10.3390/pharmaceutics13040489 ◽

2021 ◽

Vol 13 (4) ◽

pp. 489

Author(s):

Mette Klitgaard ◽

Anette Müllertz ◽

Ragna Berthelsen

Keyword(s):

Drug Delivery ◽

Drug Delivery Systems ◽

Oral Absorption ◽

Aqueous Suspension ◽

Delivery Systems ◽

Time Curve ◽

Drug Permeation ◽

In Vitro Lipolysis

The aim of this study was to design an in vitro lipolysis-permeation method to estimate drug absorption following the oral administration of self-nanoemulsifying drug delivery systems (SNEDDSs). The method was evaluated by testing five oral formulations containing cinnarizine (four SNEDDSs and one aqueous suspension) from a previously published pharmacokinetic study in rats.

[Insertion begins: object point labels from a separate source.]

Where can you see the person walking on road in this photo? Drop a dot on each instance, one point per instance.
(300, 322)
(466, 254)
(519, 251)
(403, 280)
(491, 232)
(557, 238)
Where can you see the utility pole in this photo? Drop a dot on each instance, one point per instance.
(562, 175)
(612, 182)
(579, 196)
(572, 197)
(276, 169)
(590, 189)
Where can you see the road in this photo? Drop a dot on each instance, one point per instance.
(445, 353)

In that study, the pharmacokinetic profiles of the five formulations did not correlate with the drug solubilization profiles obtained during in vitro intestinal lipolysis. Using the designed lipolysis-permeation method, in vitro lipolysis of the five formulations was followed by in vitro drug permeation in Franz diffusion cells equipped with PermeaPad® barriers. A linear in vivo–in vitro correlation was obtained when comparing the area under the in vitro drug permeation–time curve (AUC0–3h), to the AUC0–3h of the plasma concentration–time profile obtained from the in vivo study. Based on these results, the evaluated lipolysis-permeation method was found to be a promising tool for estimating the in vivo performance of SNEDDSs, but more studies are needed to evaluate the method further.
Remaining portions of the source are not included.